Peruvian journalist Rafael Léon was sentenced for the crime of defamation on May 3, according to newspaper La República. The sentence, which coincided with the celebration of World Press Freedom Day, requires Léon to pay 6,000 Peruvian soles (about U.S. $1,800) in civil damages and to undergo a one-year probationary period in which he must comply with rules of conduct that include not moving homes and offering to sign a monthly record.

In July 2014, “Rafo” León, as he is known, published in the magazine Caretas an opinion column that harshly criticized what he considered the notable lack of substantive arguments and excessive use of epithets with which the former editor of newspaper El Comercio, Martha Meier Miró Quesada (MMMQ) had attacked then-mayor of Lima, Susana Villarán, leader of a leftist party.
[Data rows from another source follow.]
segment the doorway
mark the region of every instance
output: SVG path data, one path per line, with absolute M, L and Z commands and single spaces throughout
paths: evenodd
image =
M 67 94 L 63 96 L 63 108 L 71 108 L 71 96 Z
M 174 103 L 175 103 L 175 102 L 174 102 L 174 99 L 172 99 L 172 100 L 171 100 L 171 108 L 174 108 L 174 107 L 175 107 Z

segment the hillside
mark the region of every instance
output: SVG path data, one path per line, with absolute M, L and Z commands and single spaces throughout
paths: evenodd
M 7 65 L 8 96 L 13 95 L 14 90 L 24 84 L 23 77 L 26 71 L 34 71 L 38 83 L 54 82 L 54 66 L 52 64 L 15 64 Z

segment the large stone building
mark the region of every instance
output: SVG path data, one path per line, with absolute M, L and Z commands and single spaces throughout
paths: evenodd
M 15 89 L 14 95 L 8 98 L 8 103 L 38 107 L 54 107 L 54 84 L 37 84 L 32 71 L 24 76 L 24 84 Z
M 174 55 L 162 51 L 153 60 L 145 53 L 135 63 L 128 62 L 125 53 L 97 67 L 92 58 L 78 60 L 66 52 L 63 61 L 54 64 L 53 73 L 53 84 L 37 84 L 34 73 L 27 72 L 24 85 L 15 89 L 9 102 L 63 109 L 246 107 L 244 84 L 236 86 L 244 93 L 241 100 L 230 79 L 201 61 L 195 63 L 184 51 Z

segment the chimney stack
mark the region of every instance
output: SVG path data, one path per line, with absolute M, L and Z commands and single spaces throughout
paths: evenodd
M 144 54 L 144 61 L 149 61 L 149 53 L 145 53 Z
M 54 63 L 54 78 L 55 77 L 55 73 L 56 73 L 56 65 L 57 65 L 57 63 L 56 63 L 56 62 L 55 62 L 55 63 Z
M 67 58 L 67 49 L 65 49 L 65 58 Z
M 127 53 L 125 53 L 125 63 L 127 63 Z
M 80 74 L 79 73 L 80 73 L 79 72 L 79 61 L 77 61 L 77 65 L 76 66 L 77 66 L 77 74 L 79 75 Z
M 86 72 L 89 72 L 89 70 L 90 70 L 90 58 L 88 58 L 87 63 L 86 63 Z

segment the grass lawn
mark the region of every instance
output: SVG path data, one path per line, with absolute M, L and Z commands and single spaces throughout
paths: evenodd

The judge in the case, Susan Coronado Zegarra, interpreted that Meier Miro Quesada had compelling reasons to call León’s criticism aggravated defamation with such phrases like “strange person MMMQ, her militant environmentalism (an ocean in length and one center deep)...”, or “…curious ecologist who frequently appears in the society pages of the newspaper surrounded by countesses of Lima dressed in fox coats,” that he used in his column, constituted affronts against the person and not against the opinions of the complainant. Therefore, it went beyond the proper exercise of freedom of expression.

I will appeal it to the highest levels,” León said, according to the news blog La Mula. The journalist and writer said the judge erroneously interpreted as defamation something that is not, putting all journalists and freedom of expression at risk, La República reported.

He added that had it not been for the pressure of other journalists, civil organizations and politicians exercised in recent weeks, the penalty would have been more severe: “If it had not been for such an impressive  and supportive public reaction, we probably would be talking in other terms […] the just thing would be to overturn the sentence.”

The Inter American Press Association (IAPA) described the event as a sign of the “‘absurd’ tendency to penalize opinions in Peru,” according to a press release published by the organization. The organization called for the country to confirm to Inter-American jurisprudence and to the principles of freedom of expression.

The sentence against León came a few days after the suspended prison sentence for journalist Fernando Valencia. Valencia was sentenced for allegedly defaming former President Alan Garcia.

The decision was rejected by various organizations such as the Special Rapporteur for Freedom of Expression of the Inter-American Commission on Human Rights, the Committee to Protect Journalists and the IAPA, among others.